ONE of Oxford’s biggest rock stars is picking up his drum sticks for a 12 hour ‘drumathon’ for a good cause.

Laurence ‘Loz’ Colbert, drummer with city rock band Ride will give his kit a trashing from 10am-10pm tomorrow (Friday), as part of a national 10-day challenge to raise money for charities. It has already seen fellow Oxford musician Nigel Powell, of the bands Dive Dive, Unbelievable Truth and, most recently Frank Turner and the Sleeping Souls.

Proceeds from the event will be donated to MIND, Anna Freud National Centre for Children and Families, UK Trauma Council, Child Bereavement UK and NHS Charities Together.

The challenge follows a similar event last year, with Loz joining drummers in taking to their kits for 12 hours each in a week long relay streamed over the internet. It raised over £45,000 for frontline NHS workers in the process.

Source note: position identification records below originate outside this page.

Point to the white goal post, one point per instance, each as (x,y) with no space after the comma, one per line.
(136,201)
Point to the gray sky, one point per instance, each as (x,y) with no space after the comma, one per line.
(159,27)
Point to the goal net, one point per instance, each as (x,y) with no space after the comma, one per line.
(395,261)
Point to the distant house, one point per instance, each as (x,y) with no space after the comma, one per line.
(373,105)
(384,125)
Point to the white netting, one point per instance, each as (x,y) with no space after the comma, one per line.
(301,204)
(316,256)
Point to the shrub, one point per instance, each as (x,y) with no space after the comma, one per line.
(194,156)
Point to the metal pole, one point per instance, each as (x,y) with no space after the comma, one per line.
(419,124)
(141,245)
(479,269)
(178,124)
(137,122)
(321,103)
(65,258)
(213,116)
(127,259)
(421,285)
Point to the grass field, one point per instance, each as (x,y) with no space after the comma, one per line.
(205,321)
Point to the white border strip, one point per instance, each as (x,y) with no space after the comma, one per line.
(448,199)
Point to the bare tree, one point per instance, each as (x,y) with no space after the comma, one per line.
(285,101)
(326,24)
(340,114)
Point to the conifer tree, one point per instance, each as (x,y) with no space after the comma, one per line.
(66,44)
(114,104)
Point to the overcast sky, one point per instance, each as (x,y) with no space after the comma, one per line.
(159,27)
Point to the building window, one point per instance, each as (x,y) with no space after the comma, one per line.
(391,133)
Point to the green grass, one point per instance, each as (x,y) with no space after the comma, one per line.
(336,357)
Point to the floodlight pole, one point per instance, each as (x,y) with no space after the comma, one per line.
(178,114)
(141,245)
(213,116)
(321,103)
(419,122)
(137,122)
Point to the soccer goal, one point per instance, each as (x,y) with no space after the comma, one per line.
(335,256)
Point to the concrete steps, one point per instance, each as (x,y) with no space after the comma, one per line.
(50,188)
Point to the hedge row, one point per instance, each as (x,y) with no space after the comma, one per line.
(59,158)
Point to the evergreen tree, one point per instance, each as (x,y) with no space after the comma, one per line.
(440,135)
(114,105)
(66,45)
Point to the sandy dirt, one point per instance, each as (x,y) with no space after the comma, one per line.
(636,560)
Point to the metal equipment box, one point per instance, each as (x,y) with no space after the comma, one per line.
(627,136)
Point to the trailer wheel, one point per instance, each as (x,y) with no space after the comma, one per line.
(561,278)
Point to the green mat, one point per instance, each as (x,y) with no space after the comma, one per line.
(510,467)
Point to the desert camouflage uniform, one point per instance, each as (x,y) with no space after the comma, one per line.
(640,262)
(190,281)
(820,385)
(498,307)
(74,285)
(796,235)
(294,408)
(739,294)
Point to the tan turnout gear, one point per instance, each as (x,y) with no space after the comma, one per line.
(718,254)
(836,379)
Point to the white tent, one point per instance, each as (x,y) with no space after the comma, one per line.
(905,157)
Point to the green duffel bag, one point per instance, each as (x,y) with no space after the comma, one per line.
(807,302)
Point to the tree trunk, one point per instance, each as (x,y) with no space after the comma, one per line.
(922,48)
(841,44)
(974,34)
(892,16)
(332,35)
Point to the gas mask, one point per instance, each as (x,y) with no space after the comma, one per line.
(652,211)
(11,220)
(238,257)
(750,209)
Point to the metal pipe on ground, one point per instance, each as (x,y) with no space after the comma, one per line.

Read again: When Loz Colbert drummed all night for NHS

This year’s effort features 40 drummers from around the world. Other ‘sticksmen’ include drummer Errol Kennedy of 80s super group Imagination, Bev Sage of 80s duo Techno Twins, Will Champion of Coldplay, Nick Hodgson of Kaiser Chiefs, Cherisse Osei of Simple Minds and drummers from Girls Aloud, Kasabian, Idles, Fontaines DC , The Kooks and The Feeling.

Drumming from their homes and studios around the world, they virtually pass the batons on to the next drummer.

“It’s an honour to be involved,” says Loz, who has also played with Supergrass, St Etienne, The Jesus And Mary Chain, and Supergrass frontman Gaz Coombes ‘s band.

“Drumming is a physical and mental thing but it can make you feel good. It’s satisfies us deep down inside.

“It’s clear that there has been an impact on people’s mental health from the last 18 months, so we explored the ways that drumming might be able to help.

“The mental health of the frontline care workers has taken a battering for example, but also outside of that people have been coping in different ways in being separated from their families, jobs, loved ones, and friends. We looked at helping directly but ultimately it made sense to support these charities as they support the people in need, much in the same vein as the last fund-raising Drumathon."

And, he says, the cause is close to his heart.

“You can never tell what’s going on in people’s thoughts just from looking at them,” he says.

“They might look strong and confident or just ‘well’, but inside they might be falling apart. Suffering is part of the human condition and cannot be avoided, however there is no reason to have your life (and often the lives of those around you) ruined by thought patterns that aren’t helping you.

Despite the gruelling nature of a 12-hour stint (last year he took the night shift!), he said he can’t wait to begin.

“Last year’s experience was incredible,” he says. “I had so much fun. It was such an undertaking as well, but ultimately such a positive thing to do in the middle of all the tragedy. And it felt like helping out. The event seemed like a success in so many different ways for all involved, so they decided to do it again.”

And what’s the hardest thing about it?

“Besides the weeks of preparation of backing tracks and online streaming set ups, the hardest thing about it is inevitably just before about three-quarters of the way through, when you are tired, you’ve been in one place drumming for ever eight hours, and things start to go a bit crazy!

Read again: What Loz Colbert thought about Ride reforming...

“I did a night shift last year and I’m pretty sure I fell asleep drumming.”

And he urged fans and supporters to tune in and watch the performance– and support him.

“ You can support me by going to the website, watching the performance, cheering me along in the chat and on social media, and of course donating on the website!

And Loz, he repeated co-drummer Errol Kennedy’s call to support mental health after the pandemic, adding:

“Don’t just assume everyone is okay!”